Fahey looked at her for the first time. The booze was aging him, she thought. Booze and this life he led.
“That might take a while,” he told her.
She supposed it was like asking why he no longer surfed, or who the woman was on the photograph in his workroom.
“Maybe I should just put it like this, helping people has never been something I was very good at.”
“Ah, yes, the irony of human action.”
“You could say. And you would have to be alone while I was gone, here in the valley.”
“Is that so bad?”
“You don’t know the valley,” he said. “Not really. And not at night.”
“This is night.”
“This is a little oasis, with a chain-link fence, dogs, and a bad reputation.”
“Then I should be all right.”
Fahey shrugged, looked away. “Maybe,” he said.
“It would only be for a few hours.” She knew she was pressing it.
“Longer, I get stuck in traffic.”
“You pay attention, I can teach you a shortcut.”
“That’s what they told the Donner party.”
Magdalena leaned forward in the wooden lounge chair, her hand moving to touch his forearm. “Lives are at stake,” she said. And yet hearing herself say it she wondered if this was really the case, or only what she wanted to be true. For the news of the murdered factory girl had called her into question, herself and her work, all that she was about in the world. It was a gut feeling, she knew, running over reason. Yet the girl had died on a night like this. Who could say that in the morning, there would not be another—some discarded bit of human refuse at rest among the weeds, on the morning to come and on every other morning from now until time indefinite, while Magdalena studied her paper trails and factual reports?
And yet surely, she thought, someone had tried to kill her. And maybe the files would suggest an answer. Maybe it was only her own life that hung in the balance, and she wondered briefly if that was enough.

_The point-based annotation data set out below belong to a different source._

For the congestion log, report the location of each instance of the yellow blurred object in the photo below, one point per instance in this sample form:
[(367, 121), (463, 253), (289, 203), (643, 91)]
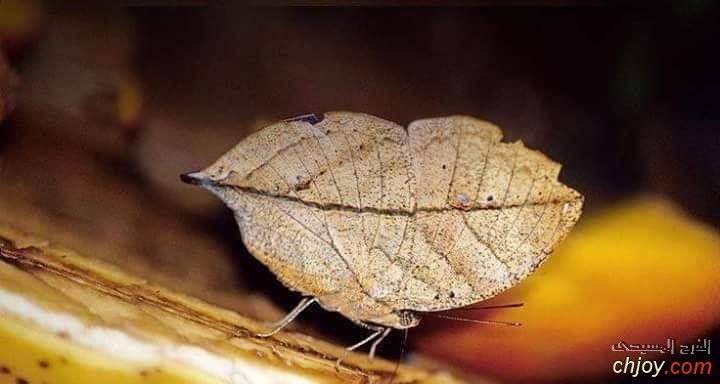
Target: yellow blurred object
[(67, 319), (640, 272)]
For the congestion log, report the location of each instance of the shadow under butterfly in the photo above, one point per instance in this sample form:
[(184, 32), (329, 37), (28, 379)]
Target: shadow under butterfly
[(385, 224)]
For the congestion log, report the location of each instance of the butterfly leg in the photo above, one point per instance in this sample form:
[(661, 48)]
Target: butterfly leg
[(377, 332), (276, 327), (377, 341)]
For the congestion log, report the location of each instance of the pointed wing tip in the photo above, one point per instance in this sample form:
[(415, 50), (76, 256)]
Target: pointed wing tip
[(194, 178)]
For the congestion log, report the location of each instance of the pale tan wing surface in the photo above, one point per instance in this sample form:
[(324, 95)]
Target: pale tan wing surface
[(488, 213), (373, 219), (324, 206)]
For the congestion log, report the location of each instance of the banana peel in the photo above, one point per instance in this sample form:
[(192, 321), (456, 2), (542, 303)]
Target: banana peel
[(69, 319)]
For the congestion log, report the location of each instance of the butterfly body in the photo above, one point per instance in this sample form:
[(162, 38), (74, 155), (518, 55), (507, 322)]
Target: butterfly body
[(379, 222)]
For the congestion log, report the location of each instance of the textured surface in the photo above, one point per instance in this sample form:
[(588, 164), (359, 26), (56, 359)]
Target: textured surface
[(376, 220), (70, 319)]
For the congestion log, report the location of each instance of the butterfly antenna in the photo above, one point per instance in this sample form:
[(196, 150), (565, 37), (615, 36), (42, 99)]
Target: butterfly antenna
[(402, 353), (513, 305), (475, 321)]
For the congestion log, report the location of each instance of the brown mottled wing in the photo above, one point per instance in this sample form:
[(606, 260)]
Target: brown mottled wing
[(488, 213), (372, 219), (311, 200)]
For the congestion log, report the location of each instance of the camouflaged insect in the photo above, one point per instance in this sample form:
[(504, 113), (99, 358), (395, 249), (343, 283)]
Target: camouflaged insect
[(381, 223)]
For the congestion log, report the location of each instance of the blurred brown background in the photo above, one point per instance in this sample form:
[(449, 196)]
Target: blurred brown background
[(105, 105)]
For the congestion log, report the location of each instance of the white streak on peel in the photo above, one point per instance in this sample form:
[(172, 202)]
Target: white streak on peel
[(117, 344)]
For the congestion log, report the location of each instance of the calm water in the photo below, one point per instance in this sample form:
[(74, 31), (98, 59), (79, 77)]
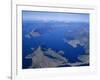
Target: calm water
[(52, 36)]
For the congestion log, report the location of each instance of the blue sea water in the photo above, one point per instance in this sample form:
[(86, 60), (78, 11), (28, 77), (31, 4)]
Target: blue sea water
[(52, 36)]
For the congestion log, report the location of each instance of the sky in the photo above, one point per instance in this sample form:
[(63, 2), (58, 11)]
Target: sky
[(55, 16)]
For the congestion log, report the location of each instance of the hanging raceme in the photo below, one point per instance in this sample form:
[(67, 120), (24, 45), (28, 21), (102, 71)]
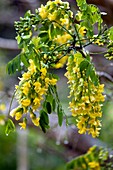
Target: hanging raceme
[(48, 39)]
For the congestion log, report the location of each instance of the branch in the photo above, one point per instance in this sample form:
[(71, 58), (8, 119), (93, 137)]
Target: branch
[(8, 44)]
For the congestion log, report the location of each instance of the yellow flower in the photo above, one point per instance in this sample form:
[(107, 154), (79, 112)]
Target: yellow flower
[(64, 21), (43, 12), (26, 102), (36, 101), (82, 30), (26, 76), (61, 62), (53, 81), (61, 39), (2, 121), (37, 85), (25, 88), (52, 16), (18, 115), (42, 91), (94, 165), (23, 125), (32, 67), (2, 107), (98, 42), (43, 71), (36, 121), (13, 112), (58, 2)]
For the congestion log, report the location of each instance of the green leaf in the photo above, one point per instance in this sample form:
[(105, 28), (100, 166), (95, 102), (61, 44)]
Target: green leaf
[(10, 127), (60, 113)]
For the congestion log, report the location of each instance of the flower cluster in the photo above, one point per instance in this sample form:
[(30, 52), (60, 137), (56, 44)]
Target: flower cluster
[(86, 97), (30, 92)]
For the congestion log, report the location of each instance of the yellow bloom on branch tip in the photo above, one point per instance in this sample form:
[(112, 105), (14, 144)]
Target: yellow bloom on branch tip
[(23, 125), (82, 31), (13, 112), (26, 76), (18, 115), (43, 71), (2, 107), (36, 121), (42, 12), (26, 102), (94, 165), (53, 81)]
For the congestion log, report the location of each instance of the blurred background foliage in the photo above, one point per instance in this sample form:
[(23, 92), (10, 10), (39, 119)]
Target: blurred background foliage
[(59, 145)]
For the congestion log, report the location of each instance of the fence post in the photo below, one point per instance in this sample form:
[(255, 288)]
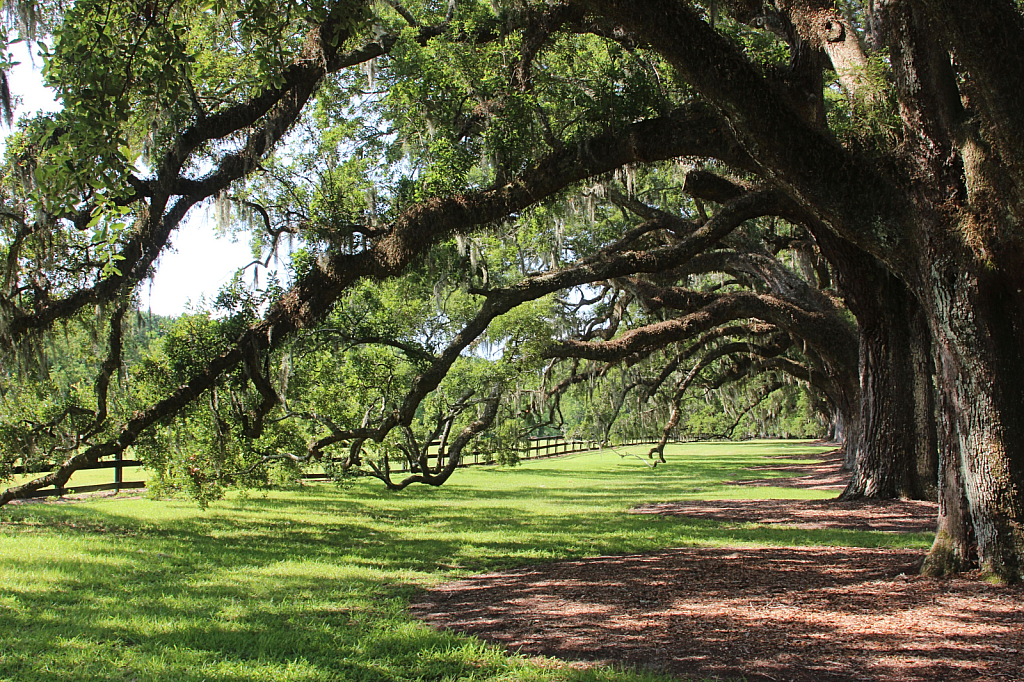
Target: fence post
[(118, 472)]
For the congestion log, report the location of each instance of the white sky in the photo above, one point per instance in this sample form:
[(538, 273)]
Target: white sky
[(201, 263)]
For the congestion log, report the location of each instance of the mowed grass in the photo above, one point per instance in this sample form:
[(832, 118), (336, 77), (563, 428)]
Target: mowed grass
[(312, 584)]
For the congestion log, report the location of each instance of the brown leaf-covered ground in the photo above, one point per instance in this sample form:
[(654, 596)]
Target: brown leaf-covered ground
[(759, 613)]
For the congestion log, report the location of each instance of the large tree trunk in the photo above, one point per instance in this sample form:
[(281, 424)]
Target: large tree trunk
[(954, 549), (883, 451), (926, 419), (976, 313), (897, 457)]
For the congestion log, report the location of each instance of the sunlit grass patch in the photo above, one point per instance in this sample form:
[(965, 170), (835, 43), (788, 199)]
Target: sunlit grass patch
[(311, 584)]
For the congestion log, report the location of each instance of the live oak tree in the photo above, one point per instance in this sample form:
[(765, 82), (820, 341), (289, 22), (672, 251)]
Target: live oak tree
[(377, 132)]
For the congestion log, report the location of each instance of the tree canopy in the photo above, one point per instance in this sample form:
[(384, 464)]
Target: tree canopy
[(497, 210)]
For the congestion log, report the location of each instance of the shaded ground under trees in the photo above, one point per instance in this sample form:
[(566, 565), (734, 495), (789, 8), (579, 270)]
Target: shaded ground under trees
[(760, 613)]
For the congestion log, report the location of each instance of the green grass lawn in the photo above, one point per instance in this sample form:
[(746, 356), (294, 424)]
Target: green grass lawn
[(312, 584)]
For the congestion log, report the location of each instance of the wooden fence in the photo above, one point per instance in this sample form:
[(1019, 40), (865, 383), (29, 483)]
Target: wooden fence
[(118, 464), (534, 449)]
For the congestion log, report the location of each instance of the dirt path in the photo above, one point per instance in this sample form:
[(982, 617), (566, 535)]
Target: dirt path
[(771, 613)]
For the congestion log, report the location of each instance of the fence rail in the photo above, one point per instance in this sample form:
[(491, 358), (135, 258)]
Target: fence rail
[(535, 449)]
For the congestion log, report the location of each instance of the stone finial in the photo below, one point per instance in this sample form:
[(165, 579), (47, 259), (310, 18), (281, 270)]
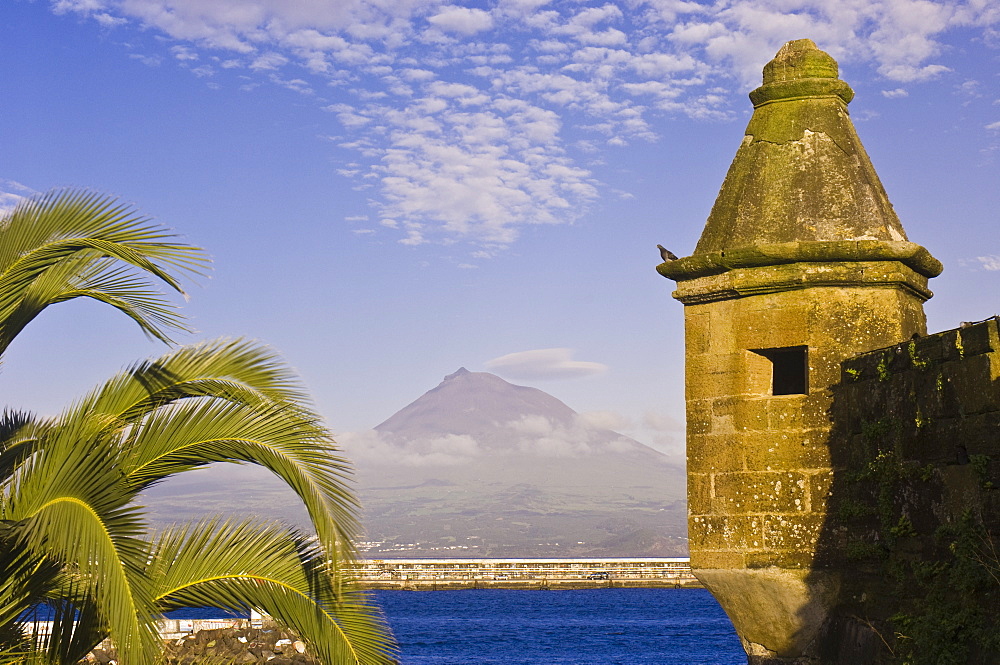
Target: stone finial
[(801, 174), (801, 70)]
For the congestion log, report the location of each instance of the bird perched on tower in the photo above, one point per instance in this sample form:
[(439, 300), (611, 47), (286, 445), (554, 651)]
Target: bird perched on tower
[(666, 254)]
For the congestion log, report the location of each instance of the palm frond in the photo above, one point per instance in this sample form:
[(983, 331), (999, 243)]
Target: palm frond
[(295, 448), (249, 564), (61, 245), (75, 508), (234, 369)]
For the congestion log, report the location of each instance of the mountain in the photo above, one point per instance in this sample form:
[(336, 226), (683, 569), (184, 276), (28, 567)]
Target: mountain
[(481, 467), (477, 467)]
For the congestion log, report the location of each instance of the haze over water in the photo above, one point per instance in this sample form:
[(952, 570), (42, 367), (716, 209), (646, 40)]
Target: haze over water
[(586, 627)]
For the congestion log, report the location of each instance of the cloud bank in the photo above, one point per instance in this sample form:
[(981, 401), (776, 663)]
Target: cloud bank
[(468, 124), (541, 364)]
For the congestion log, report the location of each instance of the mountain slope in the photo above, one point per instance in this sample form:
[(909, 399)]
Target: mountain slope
[(480, 467)]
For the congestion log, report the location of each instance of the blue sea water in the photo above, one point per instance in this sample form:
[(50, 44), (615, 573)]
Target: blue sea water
[(586, 627)]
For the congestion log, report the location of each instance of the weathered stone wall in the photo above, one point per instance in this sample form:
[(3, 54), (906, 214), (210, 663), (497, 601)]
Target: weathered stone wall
[(914, 509)]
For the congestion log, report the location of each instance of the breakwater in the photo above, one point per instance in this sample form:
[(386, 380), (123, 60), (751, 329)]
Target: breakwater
[(431, 574)]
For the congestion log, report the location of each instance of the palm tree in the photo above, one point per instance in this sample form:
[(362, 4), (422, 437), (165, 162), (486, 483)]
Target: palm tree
[(71, 533)]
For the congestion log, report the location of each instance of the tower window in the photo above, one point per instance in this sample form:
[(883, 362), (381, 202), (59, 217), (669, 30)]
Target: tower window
[(789, 369)]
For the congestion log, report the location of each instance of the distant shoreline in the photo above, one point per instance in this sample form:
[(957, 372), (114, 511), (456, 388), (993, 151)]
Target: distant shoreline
[(528, 585)]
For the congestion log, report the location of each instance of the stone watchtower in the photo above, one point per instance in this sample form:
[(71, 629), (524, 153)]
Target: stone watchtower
[(802, 264)]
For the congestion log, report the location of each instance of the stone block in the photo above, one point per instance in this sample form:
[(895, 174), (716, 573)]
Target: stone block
[(780, 451), (699, 417), (751, 415), (696, 333), (785, 412), (709, 453), (976, 339), (785, 559), (699, 493), (820, 485), (717, 559), (763, 492), (724, 532), (798, 533)]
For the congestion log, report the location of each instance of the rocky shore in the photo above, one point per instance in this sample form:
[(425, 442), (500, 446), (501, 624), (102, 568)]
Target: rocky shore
[(227, 645)]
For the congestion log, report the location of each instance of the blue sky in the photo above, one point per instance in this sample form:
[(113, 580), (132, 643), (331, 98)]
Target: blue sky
[(392, 190)]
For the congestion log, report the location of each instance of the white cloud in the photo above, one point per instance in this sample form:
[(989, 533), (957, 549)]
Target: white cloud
[(372, 448), (12, 193), (463, 20), (611, 420), (459, 114), (991, 262), (540, 364)]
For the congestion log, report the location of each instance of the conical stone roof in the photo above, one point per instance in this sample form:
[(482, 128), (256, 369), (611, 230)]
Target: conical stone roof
[(801, 173), (801, 187)]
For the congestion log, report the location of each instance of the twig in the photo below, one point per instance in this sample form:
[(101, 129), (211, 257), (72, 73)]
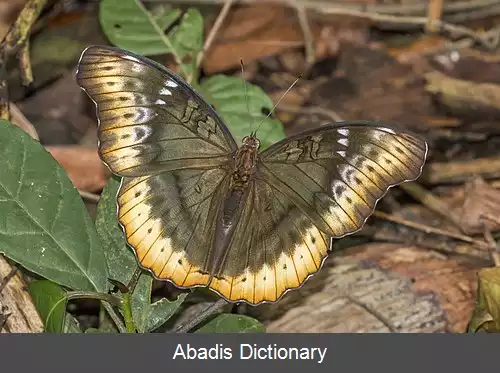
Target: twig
[(89, 196), (434, 13), (15, 38), (428, 229), (458, 171), (495, 255), (207, 312), (213, 32), (372, 311), (20, 120), (306, 31), (414, 8), (114, 316), (312, 110)]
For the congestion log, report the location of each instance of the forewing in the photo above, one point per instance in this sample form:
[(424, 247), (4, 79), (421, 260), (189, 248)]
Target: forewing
[(337, 173), (149, 119), (169, 220), (275, 247)]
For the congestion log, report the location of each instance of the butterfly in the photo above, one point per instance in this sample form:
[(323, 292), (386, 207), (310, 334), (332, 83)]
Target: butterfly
[(199, 210)]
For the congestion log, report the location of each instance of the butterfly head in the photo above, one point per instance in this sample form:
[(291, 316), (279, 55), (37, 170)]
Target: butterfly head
[(251, 142)]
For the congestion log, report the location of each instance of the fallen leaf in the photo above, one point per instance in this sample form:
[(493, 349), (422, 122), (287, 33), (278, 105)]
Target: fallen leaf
[(256, 31), (481, 201), (463, 96)]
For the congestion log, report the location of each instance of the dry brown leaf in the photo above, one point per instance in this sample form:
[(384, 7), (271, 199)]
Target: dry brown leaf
[(8, 13), (16, 306), (481, 202), (418, 48), (256, 31), (379, 288), (83, 165), (464, 96)]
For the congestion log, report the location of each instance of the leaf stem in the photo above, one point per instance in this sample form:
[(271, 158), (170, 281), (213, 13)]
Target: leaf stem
[(207, 312), (210, 38), (133, 281), (114, 316), (111, 299), (127, 312), (108, 301)]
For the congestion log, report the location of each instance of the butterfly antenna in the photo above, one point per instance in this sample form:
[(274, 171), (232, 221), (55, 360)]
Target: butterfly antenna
[(277, 103), (246, 89)]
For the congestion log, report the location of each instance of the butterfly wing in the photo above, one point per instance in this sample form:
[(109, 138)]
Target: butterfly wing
[(169, 219), (150, 120), (319, 184), (338, 172), (173, 152)]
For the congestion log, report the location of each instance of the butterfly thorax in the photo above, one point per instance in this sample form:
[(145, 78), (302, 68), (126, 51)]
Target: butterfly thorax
[(245, 162)]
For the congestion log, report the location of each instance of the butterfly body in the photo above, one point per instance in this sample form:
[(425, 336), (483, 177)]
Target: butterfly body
[(200, 211)]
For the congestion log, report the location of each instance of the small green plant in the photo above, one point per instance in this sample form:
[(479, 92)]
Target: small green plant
[(44, 225)]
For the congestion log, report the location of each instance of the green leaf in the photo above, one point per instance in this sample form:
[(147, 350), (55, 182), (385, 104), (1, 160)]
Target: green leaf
[(44, 225), (149, 316), (141, 301), (162, 310), (120, 259), (129, 25), (165, 16), (71, 325), (486, 315), (230, 323), (50, 301), (93, 330), (228, 95)]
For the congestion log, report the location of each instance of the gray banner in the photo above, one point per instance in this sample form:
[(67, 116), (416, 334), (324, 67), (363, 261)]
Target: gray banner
[(242, 353)]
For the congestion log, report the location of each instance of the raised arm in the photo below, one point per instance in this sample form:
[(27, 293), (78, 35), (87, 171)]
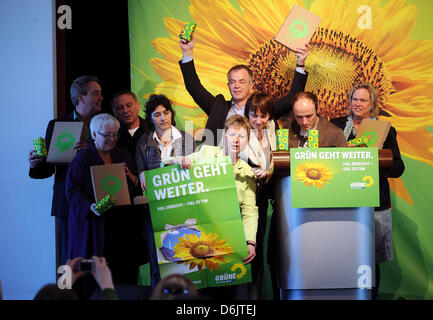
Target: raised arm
[(284, 104), (204, 99)]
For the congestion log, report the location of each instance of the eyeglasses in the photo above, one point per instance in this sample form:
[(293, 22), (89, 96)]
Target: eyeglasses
[(107, 135)]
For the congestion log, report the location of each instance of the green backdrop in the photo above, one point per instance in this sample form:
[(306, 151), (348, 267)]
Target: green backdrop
[(389, 43)]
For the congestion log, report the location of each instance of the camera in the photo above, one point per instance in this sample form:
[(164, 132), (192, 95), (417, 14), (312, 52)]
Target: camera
[(86, 265)]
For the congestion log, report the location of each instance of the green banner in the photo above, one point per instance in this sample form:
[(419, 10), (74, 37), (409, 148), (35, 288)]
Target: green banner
[(197, 223), (334, 177)]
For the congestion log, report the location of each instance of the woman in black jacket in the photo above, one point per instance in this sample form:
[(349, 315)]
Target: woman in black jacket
[(363, 105)]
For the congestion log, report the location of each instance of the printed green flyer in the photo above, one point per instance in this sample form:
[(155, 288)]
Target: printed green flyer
[(197, 223), (334, 177)]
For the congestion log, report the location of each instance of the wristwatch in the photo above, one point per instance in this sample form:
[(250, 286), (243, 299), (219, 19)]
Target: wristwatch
[(251, 243)]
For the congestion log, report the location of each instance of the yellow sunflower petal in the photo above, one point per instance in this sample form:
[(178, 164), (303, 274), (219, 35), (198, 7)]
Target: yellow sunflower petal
[(398, 187)]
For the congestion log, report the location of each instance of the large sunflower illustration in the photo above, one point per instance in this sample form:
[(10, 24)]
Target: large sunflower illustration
[(313, 174), (341, 54), (206, 250)]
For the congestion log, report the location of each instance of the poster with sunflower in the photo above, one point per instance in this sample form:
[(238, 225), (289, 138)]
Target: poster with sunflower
[(334, 177), (388, 43), (197, 223)]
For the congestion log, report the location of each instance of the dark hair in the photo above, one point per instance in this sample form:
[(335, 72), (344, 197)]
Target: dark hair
[(120, 93), (52, 292), (307, 95), (262, 102), (81, 86), (240, 67), (373, 96), (174, 287), (154, 101)]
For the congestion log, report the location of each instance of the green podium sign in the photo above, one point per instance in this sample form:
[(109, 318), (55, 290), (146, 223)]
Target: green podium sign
[(334, 177)]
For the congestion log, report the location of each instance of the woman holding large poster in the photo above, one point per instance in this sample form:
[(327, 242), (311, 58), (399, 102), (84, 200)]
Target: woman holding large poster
[(164, 140)]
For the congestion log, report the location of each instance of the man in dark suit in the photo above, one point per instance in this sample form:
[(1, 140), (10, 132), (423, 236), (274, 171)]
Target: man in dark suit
[(240, 83), (87, 99), (125, 108), (305, 117)]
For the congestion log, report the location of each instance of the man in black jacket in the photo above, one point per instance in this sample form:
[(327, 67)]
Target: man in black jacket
[(125, 108), (87, 98)]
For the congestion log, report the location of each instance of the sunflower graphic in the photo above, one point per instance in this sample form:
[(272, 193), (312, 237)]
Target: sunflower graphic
[(342, 53), (313, 174), (241, 267), (206, 250)]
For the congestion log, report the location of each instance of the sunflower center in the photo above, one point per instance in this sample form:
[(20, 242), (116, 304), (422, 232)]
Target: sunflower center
[(313, 174), (201, 250), (335, 63)]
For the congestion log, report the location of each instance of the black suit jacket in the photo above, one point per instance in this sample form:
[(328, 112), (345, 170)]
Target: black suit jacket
[(217, 108), (59, 206)]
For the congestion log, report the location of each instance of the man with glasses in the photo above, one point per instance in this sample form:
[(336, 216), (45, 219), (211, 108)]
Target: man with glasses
[(87, 98), (240, 84)]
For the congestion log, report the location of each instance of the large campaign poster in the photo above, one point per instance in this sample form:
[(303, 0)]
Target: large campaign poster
[(197, 223), (334, 177)]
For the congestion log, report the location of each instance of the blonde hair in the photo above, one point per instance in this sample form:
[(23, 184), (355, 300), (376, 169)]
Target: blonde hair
[(238, 121)]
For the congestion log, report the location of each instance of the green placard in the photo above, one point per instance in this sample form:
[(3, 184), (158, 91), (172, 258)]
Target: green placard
[(197, 223), (334, 177)]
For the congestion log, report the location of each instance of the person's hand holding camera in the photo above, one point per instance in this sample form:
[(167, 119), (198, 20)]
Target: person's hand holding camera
[(74, 264), (102, 273)]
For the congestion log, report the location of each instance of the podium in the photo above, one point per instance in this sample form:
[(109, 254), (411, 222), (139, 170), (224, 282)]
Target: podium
[(323, 253)]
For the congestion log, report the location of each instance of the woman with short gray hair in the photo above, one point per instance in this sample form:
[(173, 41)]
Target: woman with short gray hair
[(86, 228)]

Fahey sat with her hand upon his arm, for some time, watching the yard in which there was little to watch. But in the end he turned, he let his eyes find hers. He knew it was a mistake. Yellow lamp light from inside the trailer was running along the edge of her jaw, the fine straight line of her nose. “I guess I could have the cowboys look in on you,” he said finally, hearing his own words, not quite believing that he was actually saying them. But then he could hardly tell her the truth, or at least could not bring himself to do so, that even
going to Tijuana for the meds had provoked such panic attacks as he had suffered in the maze and this on a trip that had scarcely taken him beyond the gate.